Women’s fashion merchant Chico’s FAS Inc. announced another round of layoffs this week—200 so-called corporate and field leadership positions—amid declining sales in stores and companywide.
Chico’s, No. 85 in the 2016 Internet Retailer Top 500 Guide, does not break out e-commerce in its quarterly earnings reports. Chief financial officer Todd Vogensen told analysts on the retailer’s second quarter earnings call that digital commerce is growing “at a healthy pace,” declining to specify a dollar figure or a percentage.
E-commerce growth buoyed an otherwise disappointing quarter and first half of the year for Chico’s. Comparable-store sales, which for Chico’s include e-commerce, dropped 3.1% in the second quarter and 3.7% in the first half of the year. Total sales declined 7.3% year-over-year to $334.2 million in the second quarter and 7.6% for the first six months of 2016.
This latest round of layoffs is part of a companywide restructuring aimed at reducing costs and creating what Chico’s calls a more nimble environment where the company can be more “responsive to customers’ evolving needs.” The cuts come amid what CEO Shelley Broader described to analysts on a conference call this morning as a “difficult apparel retail sales environment.” A company spokesperson said the cuts were mostly headquarters jobs and that store associates were not affected.
Also, new positions were added in the quarter in key areas such as digital and business analytics. Some of those positions were filled in-house, and others are still waiting to be filled, the retailer says.
Chico’s expects the layoffs to result in $25 million in annual savings. They affect 13% of the corporate and field leadership headcount. This isn’t the first time this year Chico’s has made organizational changes to save money. In April, the retailer’s chief marketing officer and vice president of e-commerce Miki Racine Berardelli left the company amid a restructuring of the company’s e-commerce and marketing operations that was designed to save $14 million.
Chico’s does not break out e-commerce publicly on a quarterly or annual basis, but Internet Retailer estimates that its online sales have been growing at a modest clip for the last several years. Chico’s brought in an estimated $458.5 million in web sales last year, up 2.0% from $449.5 in 2014.
Chico’s isn’t the only apparel merchant whose online sales are growing, while sales offline and companywide decline. For the second quarter, youth apparel merchant Abercrombie & Fitch Co. (No. 58) just reported a 4.2% decline in total sales amid a 4.9% jump in e-commerce sales. Clothing brand Guess Inc. says e-commerce sales in the Americas grew 4.9%, while store sales fell 3.1%.
This is causing many in the sector to close stores. Apparel brand Perry Ellis International Inc. just last week announced plans to close 20% of its physical outlets, while reporting a 35.6% increase in e-commerce sales. Macy’s Inc. (No. 6) posted double digit gains in online sales in the second quarter amid a 3.9% decline in sales companywide. With sales sliding, Macy’s says it will close 100 stores within the next year, or 13.7% of its current store base, in an effort to cut costs.

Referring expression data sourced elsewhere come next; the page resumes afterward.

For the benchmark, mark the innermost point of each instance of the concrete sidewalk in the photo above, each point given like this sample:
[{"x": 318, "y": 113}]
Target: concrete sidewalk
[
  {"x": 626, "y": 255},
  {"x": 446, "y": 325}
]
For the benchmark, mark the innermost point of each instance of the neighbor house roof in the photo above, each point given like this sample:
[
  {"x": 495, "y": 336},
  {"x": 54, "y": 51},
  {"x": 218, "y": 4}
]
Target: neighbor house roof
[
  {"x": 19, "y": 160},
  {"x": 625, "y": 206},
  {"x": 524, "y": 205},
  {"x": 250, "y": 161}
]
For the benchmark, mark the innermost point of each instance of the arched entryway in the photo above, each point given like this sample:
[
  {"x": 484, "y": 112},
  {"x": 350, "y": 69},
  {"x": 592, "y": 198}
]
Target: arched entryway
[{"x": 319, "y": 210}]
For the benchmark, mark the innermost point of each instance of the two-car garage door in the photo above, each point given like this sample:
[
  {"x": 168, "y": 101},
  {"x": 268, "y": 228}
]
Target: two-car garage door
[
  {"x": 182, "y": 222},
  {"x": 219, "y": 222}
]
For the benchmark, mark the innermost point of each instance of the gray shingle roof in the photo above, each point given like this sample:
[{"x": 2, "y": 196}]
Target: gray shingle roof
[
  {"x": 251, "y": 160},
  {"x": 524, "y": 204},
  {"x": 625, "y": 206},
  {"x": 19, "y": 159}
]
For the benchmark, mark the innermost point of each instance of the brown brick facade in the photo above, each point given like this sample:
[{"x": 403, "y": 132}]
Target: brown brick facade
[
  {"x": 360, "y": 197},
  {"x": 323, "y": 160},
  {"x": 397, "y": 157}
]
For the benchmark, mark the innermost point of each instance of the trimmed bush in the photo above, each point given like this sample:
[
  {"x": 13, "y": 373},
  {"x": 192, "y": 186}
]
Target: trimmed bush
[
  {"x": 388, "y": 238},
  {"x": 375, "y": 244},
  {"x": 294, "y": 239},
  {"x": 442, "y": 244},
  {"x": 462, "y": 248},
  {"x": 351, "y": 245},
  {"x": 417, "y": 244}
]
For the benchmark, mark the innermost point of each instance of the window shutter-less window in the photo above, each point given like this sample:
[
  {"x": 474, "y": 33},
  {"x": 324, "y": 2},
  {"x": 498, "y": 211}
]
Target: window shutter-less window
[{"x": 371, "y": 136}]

Kohl’s Corp. (No. 19) trimmed 1.1 million square feet of selling space in the first six months of 2016.
Such moves by apparel retailers provide further evidence of the growing impact of the internet on the way consumers are shopping for fashion items. In 2015 alone, Internet Retailer calculates that total reportable online apparel sales grew by 19.7% to an estimated $77 billion. Even these numbers are understated because they exclude the online sales of apparel by mass merchants, such as Wal-Mart Stores Inc. and Target Corp., which do not break out their sales of clothing on the web.
Even with that understatement, the web last year account for 17.0% of total apparel sales in the U.S., up from 14.8% the previous year—a remarkable one-year gain of 220 basis points in share of market for apparel e-retailers. It is the reason why store sales of apparel grew a meager 1% last year—less than one-third of the average growth of store retailing—and why so many apparel stores have been shuttered or are hanging on by a proverbial thread.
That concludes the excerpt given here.